Via The Passive Voice blog, this perhaps implausible article in the Guardian: It’s no mystery that crime is the biggest-selling genre in books
No offense to the author, Sophie Hannah, but does that seem the least bit plausible? Here is the claim:
It has happened at last! Finally, the literary world is a meritocracy! Crime fiction – which I first became aware of as the Best Genre Ever when I read my first Enid Blyton mystery at six years old – is now officially the UK’s bestselling genre. Nielsen Bookscan data at the London book fair has revealed that crime novels in 2017, for the first time since Nielsen’s records began, sold more than the category rather vaguely labelled “general and literary fiction”. Crime sales of have increased by 19% since 2015 to 18.7m, compared to the 18.1m fiction books sold in 2017.
Now, it does seem possible that crime fiction might have outpaced general and literary fiction. Not only possible but indeed, reasonable and just in a fair world. But . . . Bookscan? Surely Sophie Hannah realizes that Bookscan only counts sales of physical books, right? And not all of those; Bookscan is in fact supposed to do a better job capturing sales of general and literary fiction than genre or commercial fiction.
In particular, I think everyone accepts that Bookscan misses a lot of SFF sales and an actual majority of Romance sales. Also a lot of mysteries, so if the official numbers suggest crime and mysteries have outpaced literary sales, I bet the former is WAY ahead of the latter.

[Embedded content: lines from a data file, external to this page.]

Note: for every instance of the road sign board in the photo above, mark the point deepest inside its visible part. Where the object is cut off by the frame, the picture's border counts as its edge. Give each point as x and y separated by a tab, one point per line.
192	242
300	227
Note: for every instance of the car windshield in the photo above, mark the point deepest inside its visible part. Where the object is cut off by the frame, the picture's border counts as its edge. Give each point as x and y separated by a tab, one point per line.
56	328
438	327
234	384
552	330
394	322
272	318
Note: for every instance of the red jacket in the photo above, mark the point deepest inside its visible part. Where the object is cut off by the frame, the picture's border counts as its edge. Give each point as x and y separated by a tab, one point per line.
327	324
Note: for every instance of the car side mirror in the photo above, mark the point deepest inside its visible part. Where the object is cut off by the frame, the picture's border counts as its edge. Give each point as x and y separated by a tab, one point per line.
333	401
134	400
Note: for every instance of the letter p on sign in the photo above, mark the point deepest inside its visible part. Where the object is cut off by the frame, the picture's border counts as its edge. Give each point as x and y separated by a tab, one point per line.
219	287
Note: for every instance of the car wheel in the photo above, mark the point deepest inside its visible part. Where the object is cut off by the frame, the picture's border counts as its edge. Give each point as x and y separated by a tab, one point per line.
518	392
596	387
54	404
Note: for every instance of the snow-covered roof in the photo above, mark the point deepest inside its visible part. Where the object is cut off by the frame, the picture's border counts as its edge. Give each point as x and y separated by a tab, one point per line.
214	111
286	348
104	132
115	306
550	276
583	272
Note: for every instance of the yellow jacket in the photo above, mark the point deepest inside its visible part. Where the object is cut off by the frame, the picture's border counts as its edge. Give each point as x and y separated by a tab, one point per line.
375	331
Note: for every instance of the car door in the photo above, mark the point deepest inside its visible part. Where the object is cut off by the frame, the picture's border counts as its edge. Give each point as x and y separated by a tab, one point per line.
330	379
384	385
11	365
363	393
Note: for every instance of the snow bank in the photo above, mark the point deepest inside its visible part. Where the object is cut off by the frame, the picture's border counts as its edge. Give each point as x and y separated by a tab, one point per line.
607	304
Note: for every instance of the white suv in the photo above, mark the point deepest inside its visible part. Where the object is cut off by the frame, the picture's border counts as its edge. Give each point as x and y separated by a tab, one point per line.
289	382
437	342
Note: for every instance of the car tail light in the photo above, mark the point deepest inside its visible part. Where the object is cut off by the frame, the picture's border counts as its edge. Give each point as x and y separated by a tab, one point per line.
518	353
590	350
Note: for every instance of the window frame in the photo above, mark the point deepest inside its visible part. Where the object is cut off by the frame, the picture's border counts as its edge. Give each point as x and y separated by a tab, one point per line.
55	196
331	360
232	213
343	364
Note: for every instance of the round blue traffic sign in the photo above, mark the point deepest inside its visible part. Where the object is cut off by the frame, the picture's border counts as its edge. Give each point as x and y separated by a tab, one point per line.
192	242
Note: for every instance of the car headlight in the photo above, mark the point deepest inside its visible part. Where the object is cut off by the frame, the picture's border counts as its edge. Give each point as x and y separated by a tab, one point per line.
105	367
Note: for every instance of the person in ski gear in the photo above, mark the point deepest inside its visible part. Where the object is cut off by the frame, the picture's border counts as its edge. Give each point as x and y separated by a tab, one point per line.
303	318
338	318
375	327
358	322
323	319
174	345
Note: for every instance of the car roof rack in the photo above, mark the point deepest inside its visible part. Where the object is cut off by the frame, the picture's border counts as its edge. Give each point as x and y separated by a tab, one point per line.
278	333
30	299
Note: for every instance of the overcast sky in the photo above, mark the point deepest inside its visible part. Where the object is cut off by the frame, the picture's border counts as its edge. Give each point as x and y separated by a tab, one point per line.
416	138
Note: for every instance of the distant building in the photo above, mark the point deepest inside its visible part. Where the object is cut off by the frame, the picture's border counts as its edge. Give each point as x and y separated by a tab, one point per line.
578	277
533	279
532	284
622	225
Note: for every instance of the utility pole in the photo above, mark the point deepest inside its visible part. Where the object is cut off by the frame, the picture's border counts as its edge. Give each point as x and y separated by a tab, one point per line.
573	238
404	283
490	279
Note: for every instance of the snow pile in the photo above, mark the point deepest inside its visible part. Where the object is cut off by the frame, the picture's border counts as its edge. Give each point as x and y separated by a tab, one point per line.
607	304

This graph, based not on official sales numbers but on reader surveys, suggests that indeed, mysteries and crime are not just a nose ahead, but far ahead of “literature” and general fiction. Counting “thrillers” in with mysteries and crime naturally inflates that number; also, I wouldn’t do that if I were creating the categories. Thrillers and mysteries offer quite a different reading experience. Granted, there’s a good deal of blurriness at the boundary, but think of cozy mysteries and then a thriller like The Breach by Patrick Lee and really, it’s apples to nutmeg.

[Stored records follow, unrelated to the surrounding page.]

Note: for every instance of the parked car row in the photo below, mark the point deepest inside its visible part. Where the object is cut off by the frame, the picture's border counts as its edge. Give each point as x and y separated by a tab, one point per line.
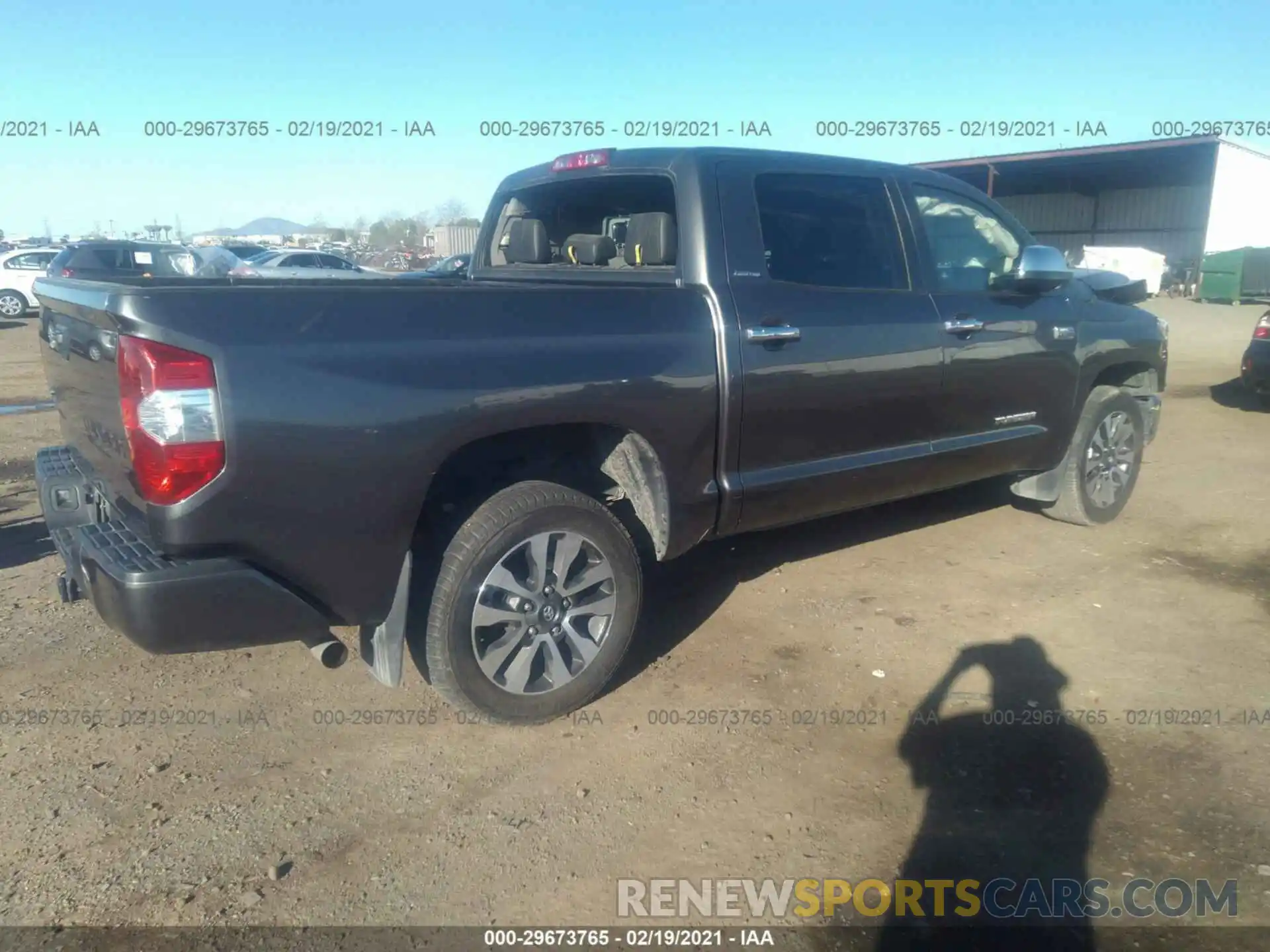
18	272
111	260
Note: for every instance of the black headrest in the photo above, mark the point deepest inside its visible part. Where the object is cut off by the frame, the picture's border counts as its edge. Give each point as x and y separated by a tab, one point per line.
527	243
588	249
651	239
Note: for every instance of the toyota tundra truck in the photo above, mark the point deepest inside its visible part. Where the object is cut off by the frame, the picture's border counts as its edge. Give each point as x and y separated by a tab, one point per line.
652	348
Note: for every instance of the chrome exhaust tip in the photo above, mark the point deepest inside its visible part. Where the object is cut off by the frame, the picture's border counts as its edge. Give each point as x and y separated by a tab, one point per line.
331	654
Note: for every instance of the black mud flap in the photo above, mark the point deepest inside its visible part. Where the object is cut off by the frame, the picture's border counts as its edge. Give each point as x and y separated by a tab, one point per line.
1043	487
384	645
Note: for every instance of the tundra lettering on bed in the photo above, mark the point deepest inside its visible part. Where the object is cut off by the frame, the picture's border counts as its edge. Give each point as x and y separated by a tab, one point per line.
652	348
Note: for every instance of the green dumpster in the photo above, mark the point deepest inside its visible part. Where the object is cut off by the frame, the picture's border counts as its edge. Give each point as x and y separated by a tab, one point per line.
1232	276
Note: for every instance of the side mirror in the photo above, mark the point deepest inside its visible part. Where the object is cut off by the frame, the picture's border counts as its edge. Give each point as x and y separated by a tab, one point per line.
1040	268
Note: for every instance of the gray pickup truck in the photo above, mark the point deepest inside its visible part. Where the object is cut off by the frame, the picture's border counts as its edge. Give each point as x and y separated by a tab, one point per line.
652	348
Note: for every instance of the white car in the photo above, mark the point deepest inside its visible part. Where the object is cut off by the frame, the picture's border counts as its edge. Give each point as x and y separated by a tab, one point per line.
18	272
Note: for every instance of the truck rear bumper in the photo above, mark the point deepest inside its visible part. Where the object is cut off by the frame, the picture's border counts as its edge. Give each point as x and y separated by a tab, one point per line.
164	604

Anyway, though I think the excitement is overdone, the linked article is perhaps worth reading if you have a minute. This is an interesting suggestion:
…what accounts for the sudden surge in the genre’s popularity? Here we need to look at another eternally popular genre, romance, which also has puzzle at its centre: where will true and lasting love come from? Is true happiness possible? Is he The One?…
Both crime and romantic fiction are driven by quests for conclusive answers and happy endings. The killer being safely locked up is as much a happy ending as marrying Mr or Ms Right. In both genres, the realism of the driving force (puzzle/need for happy resolution) combined with the not-quite-so-realistic comfort/fairytale value of the genre-prescribed ending (safety restored/happiness with a true soulmate) is what appeals.
Could be, could be! Though I think one might make way too much out of the puzzle aspect of romance, which is almost completely beside the point imo. But isn’t it true of most commercial fiction — not just the categories mentioned, but most SFF and most other genres — that we expect a reasonably satisfying resolution most of the time? Bad guys go down in flames, good guys ride off into the sunset, relationships more or less work out. Yes? Not grimdark, of course, awful endings are pretty much the whole point of grimdark, but as a general rule we expect poetic justice to be done all around and the story to have some sort of feeling of satisfying closure.
Well, that’s two points, not one, so this is not a very cohesive post. Nevertheless: I doubt mysteries and crime are really outpacing romance (even though both this article and the linked survey indicate they are.) I doubt this because of numbers like these: Romance earned $1.44 billion in 2017, whereas mystery/crime clocked in at $728 million. I’d like to know where those numbers came from, but nevertheless, I look at that and think: Sales numbers are collected in iffy ways, but Romance is going to be on top of sales for a long time to come.